就在蘇歡顏感到束手無策的時候,程硯墨和韓湛一起走進了廁所。
見到他們,賽西里奧這才鬆開了雙臂。
程硯墨趕緊走過來,將蘇歡顏摟入自己懷中,帶著她退後兩步。“恕我直言,克隆尼先生,你這是在性騷擾我的妻子。”
我的妻子。
賽西里奧一瞬間想要殺了程硯墨,只要程硯墨死了,蘇歡顏就屬於他了。但這個念頭剛一萌生,便被賽西里奧自己給掐斷了。
他不能那麼做,那樣做,他與父親又有什麼區別?
賽西里奧壓下心裡的煩躁,他和善地笑了起來。
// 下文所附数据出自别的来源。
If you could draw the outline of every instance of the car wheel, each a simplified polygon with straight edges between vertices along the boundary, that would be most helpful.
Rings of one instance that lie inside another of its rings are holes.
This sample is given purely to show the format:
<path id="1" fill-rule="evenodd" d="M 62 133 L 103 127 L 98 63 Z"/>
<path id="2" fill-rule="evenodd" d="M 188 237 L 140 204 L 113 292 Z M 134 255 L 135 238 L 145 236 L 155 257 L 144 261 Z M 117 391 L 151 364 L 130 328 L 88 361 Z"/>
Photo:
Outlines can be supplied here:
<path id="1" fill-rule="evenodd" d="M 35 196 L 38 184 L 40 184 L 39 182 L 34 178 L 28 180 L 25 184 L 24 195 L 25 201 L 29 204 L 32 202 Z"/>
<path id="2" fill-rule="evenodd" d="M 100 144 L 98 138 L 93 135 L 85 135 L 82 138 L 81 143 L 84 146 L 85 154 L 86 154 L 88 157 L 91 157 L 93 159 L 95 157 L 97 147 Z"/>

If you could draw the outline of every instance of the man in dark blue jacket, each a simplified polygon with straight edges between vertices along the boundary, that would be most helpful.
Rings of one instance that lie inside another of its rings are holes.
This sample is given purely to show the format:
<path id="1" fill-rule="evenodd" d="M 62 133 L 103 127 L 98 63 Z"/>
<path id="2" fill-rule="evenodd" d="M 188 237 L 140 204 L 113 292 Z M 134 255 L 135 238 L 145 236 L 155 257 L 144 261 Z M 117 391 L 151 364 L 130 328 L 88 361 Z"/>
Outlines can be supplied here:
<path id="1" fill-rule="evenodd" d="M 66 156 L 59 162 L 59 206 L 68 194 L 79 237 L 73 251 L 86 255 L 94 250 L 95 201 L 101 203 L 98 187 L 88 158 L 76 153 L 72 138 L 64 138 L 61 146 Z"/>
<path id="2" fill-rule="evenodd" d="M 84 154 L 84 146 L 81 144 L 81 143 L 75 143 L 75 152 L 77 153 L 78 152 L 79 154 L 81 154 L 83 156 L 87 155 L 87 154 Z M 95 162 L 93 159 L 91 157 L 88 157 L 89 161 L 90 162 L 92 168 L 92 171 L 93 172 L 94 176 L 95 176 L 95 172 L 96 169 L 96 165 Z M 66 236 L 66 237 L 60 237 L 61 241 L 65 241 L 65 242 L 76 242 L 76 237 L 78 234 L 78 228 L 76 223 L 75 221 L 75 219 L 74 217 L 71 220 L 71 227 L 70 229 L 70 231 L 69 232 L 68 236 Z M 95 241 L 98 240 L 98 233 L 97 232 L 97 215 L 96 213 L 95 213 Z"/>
那一笑,別說是程硯墨和蘇歡顏,就是韓湛都覺得危險。
賽西里奧嗓音溫柔地對蘇歡顏說:“歡顏,我可能是喝多了,剛才對你做了不太禮貌的事。程先生,也請你原諒我的冒失。”
賽西里奧突然溫柔起來,程硯墨對他只會更加警惕。
“我還有些事,就先離開了。霍夫,代我跟宋翡說一聲,晚上的晚宴我就不參加了,下次再約。”
賽西里奧深深地看了蘇歡顏一眼,便走了。
蘇歡顏發誓,她在賽西里奧的眼裡看到了謀算與勢在必得。
與韓湛道了謝,程硯墨便帶著蘇歡顏先走了。
兩人一起來到地下車庫,準備回家。坐上車,蘇歡顏感受到肚子上暖宮貼發出來的溫暖,她突然流了淚。
程硯墨不急著開車,他給蘇歡顏遞了一張紙。“擦擦。”
蘇歡顏擦了眼淚,還揩了把鼻涕。
可以說是毫無形象了。
聽到揩鼻涕的聲音,程硯墨嘴角微微一抽。“我說,你能淑女點嗎?你可穿著旗袍呢?”看起來溫婉淑女一女孩子,怎麼就這麼沒形象呢。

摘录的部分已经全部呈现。